Mechanisms of mitochondrial fission and fusion

Abstract

Mitochondria continually change shape through the combined actions of fission, fusion, and movement along cytoskeletal tracks. The lengths of mitochondria and the degree to which they form closed networks are determined by the balance between fission and fusion rates. These rates are influenced by metabolic and pathogenic conditions inside mitochondria and by their cellular environment. Fission and fusion are important for growth, for mitochondrial redistribution, and for maintenance of a healthy mitochondrial network. In addition, mitochondrial fission and fusion play prominent roles in disease-related processes such as apoptosis and mitophagy. Three members of the Dynamin family are key components of the fission and fusion machineries. Their functions are controlled by different sets of adaptor proteins on the surface of mitochondria and by a range of regulatory processes. Here, we review what is known about these proteins and the processes that regulate their actions.

Figure 1.

Functions of the mitochondrial Dynamin family members. Mitofusins mediate mitochondrial outer membrane fusion in mammals. Opa1 mediates mitochondrial inner membrane fusion. Drp1, which cycles between the cytosol and the mitochondrial outer membrane, mediates mitochondrial fission.

Figure 2.

Schematic diagrams of fission and fusion proteins. (A) The main Dynamin family members in mammals, Drp1, Mfn1, Mfn2, and Opa1 are shown with their different protein domains. Each one has a GTPase domain, a middle domain, and a GED, which together form the canonical Dynamin structure. The GED in Mitofusins is not as well conserved, but it still has coiled-coil segments, suggesting that it can participate in multimeric assembly. The variable domain in Drp1, which most likely serves as a mitochondrial targeting sequence, is replaced by trans-membrane segments (tms) in the Mitofusins and by a cardiolipin binding domain in Opa1. (B) Adaptor proteins that can bind to drp1 on the surface of mitochondria. Each one has a membrane anchor (tms), but they have different protein interaction domains, suggesting that they are functionally distinct. (C) Illustration of the multiplicity of Drp1 receptors on the surface of mammalian mitochondria.

Figure 3.

Proteolytic cleavage sites in mammalian Opa1. (A) Protein domains in Opa1. The amino terminus has a mitochondrial leader sequence, followed by a mitochondrial processing peptidase cleavage site (MPP), a trans-membrane segment (tms) and several alternatively spliced exons. (B) Alternatively spliced exons have three more cleavage sites. S2 and S3 sites are constitutively cleaved by Yme1L, giving rise to S-Opa1 (band d).
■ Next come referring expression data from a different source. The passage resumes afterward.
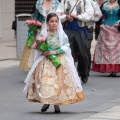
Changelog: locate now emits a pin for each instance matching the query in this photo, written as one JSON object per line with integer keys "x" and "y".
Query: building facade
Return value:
{"x": 8, "y": 11}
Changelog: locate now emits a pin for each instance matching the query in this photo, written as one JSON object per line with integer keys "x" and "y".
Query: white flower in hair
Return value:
{"x": 52, "y": 11}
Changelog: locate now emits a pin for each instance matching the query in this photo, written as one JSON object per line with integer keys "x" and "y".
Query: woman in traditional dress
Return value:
{"x": 107, "y": 52}
{"x": 50, "y": 85}
{"x": 42, "y": 9}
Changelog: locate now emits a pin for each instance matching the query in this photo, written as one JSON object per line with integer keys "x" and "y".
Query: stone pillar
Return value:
{"x": 7, "y": 16}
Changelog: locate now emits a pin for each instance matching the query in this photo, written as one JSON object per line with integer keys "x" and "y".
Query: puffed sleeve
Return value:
{"x": 88, "y": 14}
{"x": 97, "y": 11}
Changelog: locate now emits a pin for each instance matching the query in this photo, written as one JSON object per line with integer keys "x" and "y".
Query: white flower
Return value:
{"x": 51, "y": 81}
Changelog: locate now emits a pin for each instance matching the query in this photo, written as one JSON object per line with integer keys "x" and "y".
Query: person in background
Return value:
{"x": 50, "y": 85}
{"x": 75, "y": 14}
{"x": 98, "y": 23}
{"x": 96, "y": 16}
{"x": 42, "y": 9}
{"x": 107, "y": 52}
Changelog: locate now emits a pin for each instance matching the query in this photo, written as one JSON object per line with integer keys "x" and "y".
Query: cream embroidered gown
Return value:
{"x": 51, "y": 85}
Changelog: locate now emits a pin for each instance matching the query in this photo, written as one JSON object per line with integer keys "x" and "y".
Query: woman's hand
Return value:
{"x": 48, "y": 53}
{"x": 74, "y": 16}
{"x": 96, "y": 15}
{"x": 69, "y": 18}
{"x": 117, "y": 24}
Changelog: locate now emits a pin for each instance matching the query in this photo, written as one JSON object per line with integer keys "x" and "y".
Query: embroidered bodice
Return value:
{"x": 43, "y": 11}
{"x": 111, "y": 14}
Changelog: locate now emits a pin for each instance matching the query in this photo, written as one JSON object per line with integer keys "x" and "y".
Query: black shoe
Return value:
{"x": 45, "y": 107}
{"x": 57, "y": 108}
{"x": 84, "y": 79}
{"x": 112, "y": 75}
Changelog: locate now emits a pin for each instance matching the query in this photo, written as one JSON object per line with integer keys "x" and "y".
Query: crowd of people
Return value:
{"x": 68, "y": 26}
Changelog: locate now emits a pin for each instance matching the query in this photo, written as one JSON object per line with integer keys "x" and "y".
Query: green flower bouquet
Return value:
{"x": 33, "y": 25}
{"x": 42, "y": 45}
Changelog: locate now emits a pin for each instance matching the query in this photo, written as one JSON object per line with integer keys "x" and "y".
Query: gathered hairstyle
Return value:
{"x": 119, "y": 13}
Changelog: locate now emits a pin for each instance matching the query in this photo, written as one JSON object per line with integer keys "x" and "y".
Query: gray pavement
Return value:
{"x": 102, "y": 98}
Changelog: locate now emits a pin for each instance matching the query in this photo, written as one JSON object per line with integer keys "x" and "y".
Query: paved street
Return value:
{"x": 101, "y": 94}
Isoforms lacking exons 4b and 5b are not normally cleaved, giving rise to L-Opa1 (bands a and b). (C) Oma1 cleaves the S1 site in isoforms that were not already cleaved by Yme1L, but only when mitochondria lose membrane potential. Bands a and b disappear, giving rise to the intermediate form band c and the final product band e. (The blots were from Griparic et al. 2007; reprinted, with permission, from the authors.)

Figure 4.

Mitochondrial life cycle. Live cell imaging showed that mitochondria often exist as solitary units. They do occasionally fuse to other mitochondria but fusion is often followed within 20 min by fission at the same place. Fission can give rise to daughter mitochondria with different membrane potentials, suggesting that fission is preceded by a sorting event. Daughter mitochondria with lower membrane potential often recover, allowing them to rejoin the mitochondrial network by fusion, but persistently low membrane potential will inhibit fusion and cause elimination through mitophagy. (The figure was created from data adapted from Twig et al. 2008.)